In response, the six largest U.S. banks added a combined 59,757 employees from early 2020 to mid-2022, according to company filings.
Now they could be forced to cut jobs as the outlook for investment banking remains bleak.
“We will have layoffs in parts of Wall Street,” Johnson said, adding that the layoffs could amount to 5-10% of staff. “I think a lot of companies will want their headcount to be lower by February than they were this year.”
Another veteran Wall Street consultant, Opimas’ Octavio Marenzi, said July was even worse than previous months for stock issuance, citing data from the Securities Industry and Financial Markets Association.
IPO issuance has fallen 95% to $4.9 billion so far this year, while total equity issuance has fallen 80% to $57.7 billion, according to SIFMA .

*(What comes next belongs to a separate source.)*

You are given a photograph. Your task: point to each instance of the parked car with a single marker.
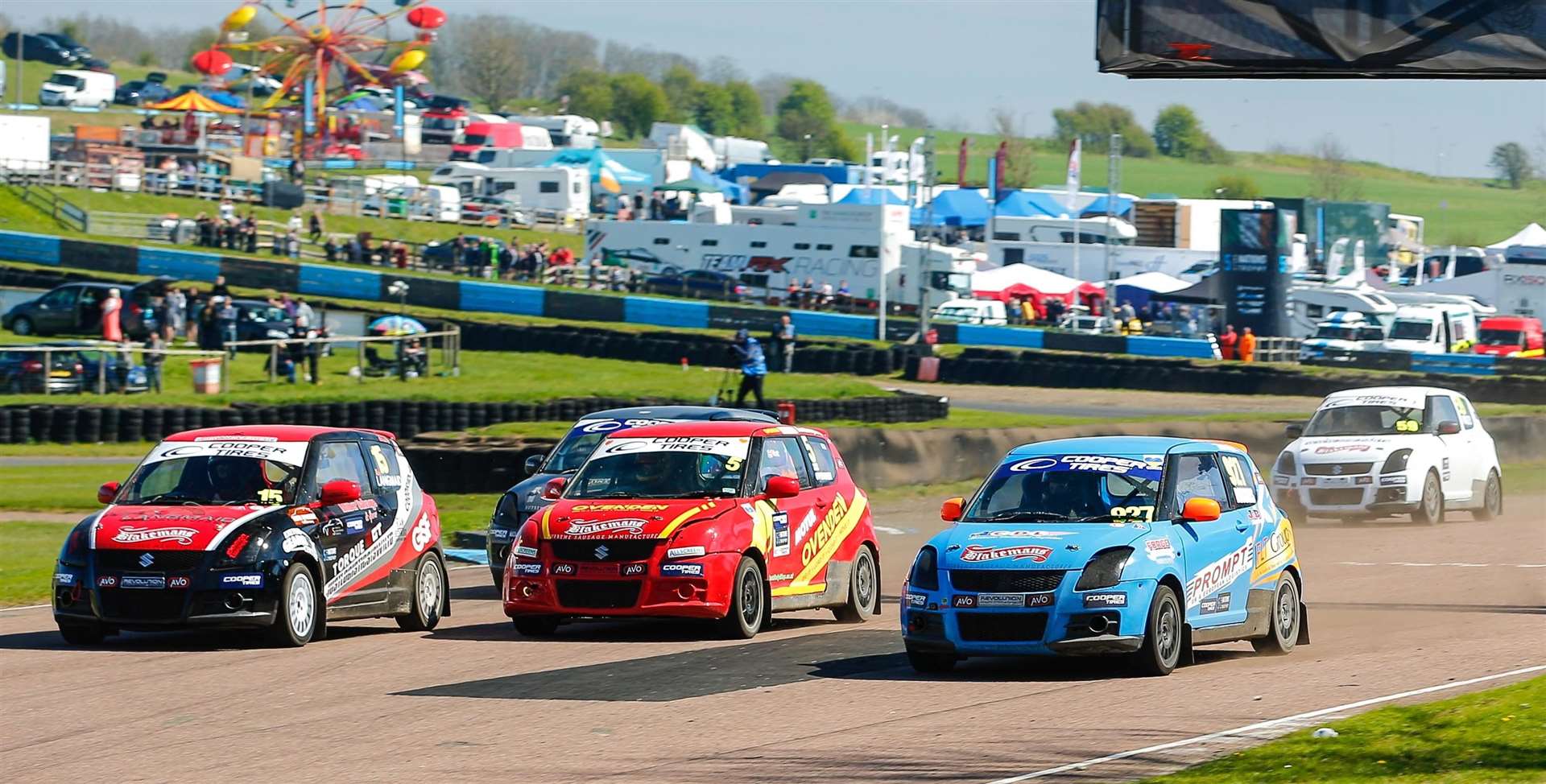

“You can expect to hear announcements about layoffs in the coming weeks,” Marenzi said. “There are no signs that things are about to improve in investment banking.”
The news hasn’t been uniformly bad, however. Companies will need to increase workers’ base pay by about 5% due to wage inflation and retention needs, Johnson said.
Additionally, some sections of Wall Street have thrived in the current environment. High volatility and choppy markets can deter companies from issuing debt, but it’s a good setup for fixed income traders.
Bond traders and sales staff will see their bonuses increase by 15-20%, while equity trading staff could see increases of 5-10%, according to the report. Hedge fund traders with a macro or quantitative strategy could see bonuses increase by 10% to 20%.
Investment banks, hedge funds and asset managers rely on consultants to help them structure bonuses and severance packages by giving them insight into what competitors are paying.
Johnson Associates uses public data from banks and asset management companies and proprietary customer information to calculate projected year-end incentives on a headcount-adjusted basis.
“My clients realize this is going to be a very tough year,” Johnson said. “The challenge is how do you communicate that and make sure the right people get paid.”